So apologies again for putting a delay in these journals. I’ll try to keep them up but will be unable to post them for a few days, but it is more likely that I will be falling into bed, surrounded by boxes and bags awaiting unpacking, as we sleep in truck stops and WalMart parking lots until we arrive in Mobile. Honestly, we are looking forward to this, even though it sounds horrid. We have missed traveling in our trailer, even the ugly parts of it. And sleeping next to refrigerator trucks running all night might be a refreshing change from listening to people partying in the park all night and yelling at their dogs, skate boarders tearing up the sidewalk….a nice change.

Lorelle
Tulsa, Oklahoma

The Blue Lake in Our Trailer

A few days ago while cleaning things out, as best as I could without water, I stumbled upon the blue lake. Yes, we have EVERYTHING in our trailer, all the modern conveniences, including a blue lake. Hey, it ain’t Lake Louise (Alberta, Canada) but it is our own tiny lake.

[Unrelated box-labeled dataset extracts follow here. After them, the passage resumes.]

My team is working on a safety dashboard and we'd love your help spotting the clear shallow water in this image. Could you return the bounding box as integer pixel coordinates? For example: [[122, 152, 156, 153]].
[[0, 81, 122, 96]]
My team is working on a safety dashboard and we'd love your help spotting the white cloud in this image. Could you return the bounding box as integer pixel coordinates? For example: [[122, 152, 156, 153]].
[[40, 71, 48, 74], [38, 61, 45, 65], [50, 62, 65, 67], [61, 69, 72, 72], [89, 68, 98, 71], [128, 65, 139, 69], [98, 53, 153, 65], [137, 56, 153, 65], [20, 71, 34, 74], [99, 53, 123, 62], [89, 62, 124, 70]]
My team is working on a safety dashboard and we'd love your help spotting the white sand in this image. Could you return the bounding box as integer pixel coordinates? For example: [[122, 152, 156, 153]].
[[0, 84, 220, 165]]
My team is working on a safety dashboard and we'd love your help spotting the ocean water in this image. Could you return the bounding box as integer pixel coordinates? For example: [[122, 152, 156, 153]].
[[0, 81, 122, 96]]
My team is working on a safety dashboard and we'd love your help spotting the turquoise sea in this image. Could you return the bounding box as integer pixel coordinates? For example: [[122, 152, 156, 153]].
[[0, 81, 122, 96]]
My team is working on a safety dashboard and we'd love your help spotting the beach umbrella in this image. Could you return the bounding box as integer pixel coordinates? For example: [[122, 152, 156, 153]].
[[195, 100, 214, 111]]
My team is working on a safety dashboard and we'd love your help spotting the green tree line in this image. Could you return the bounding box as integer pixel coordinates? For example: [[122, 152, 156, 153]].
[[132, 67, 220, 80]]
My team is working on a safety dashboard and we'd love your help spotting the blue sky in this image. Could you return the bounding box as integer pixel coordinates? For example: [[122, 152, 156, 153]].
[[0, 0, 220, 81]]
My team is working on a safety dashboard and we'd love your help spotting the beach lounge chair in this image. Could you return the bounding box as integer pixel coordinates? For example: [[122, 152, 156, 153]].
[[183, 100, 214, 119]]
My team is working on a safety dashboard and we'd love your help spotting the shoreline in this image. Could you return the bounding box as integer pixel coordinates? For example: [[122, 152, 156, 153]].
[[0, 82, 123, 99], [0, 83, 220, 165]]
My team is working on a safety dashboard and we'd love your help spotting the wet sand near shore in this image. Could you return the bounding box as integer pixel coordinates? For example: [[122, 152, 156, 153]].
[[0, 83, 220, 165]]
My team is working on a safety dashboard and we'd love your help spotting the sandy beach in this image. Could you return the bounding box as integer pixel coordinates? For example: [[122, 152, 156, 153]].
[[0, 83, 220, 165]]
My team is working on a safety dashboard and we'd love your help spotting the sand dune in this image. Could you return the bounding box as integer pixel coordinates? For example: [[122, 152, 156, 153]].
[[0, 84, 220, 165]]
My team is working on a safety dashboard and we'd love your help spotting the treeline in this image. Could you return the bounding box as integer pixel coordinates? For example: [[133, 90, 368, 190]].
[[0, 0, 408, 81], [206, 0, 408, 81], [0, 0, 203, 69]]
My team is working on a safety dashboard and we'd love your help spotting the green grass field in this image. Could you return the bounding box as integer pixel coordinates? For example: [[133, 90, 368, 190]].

Well, actually, the lake is no more but we have the cleanest kitchen cabinet on the planet.

Gas cans rotting from exposure after 5 years in the sunOne of the reoccurring themes I’m finding, as we pull everything out of the trailer and clean and inspect and toss it, is that plastic just don’t last. That’s right, the modern miracle, plastic, doesn’t hold up when exposed to the elements, inside and outside. The first evidence of this non-permanent state of plastic was found in the red and blue plastic gas and water “cans” in the back of the truck. Totally exposed to the elements for five years, these things have faded and cracked, disintegrating as soon as we touch them. Instead of red, one gas can is a weak pink. All are leaking and splintering into pieces with the slightest pressure.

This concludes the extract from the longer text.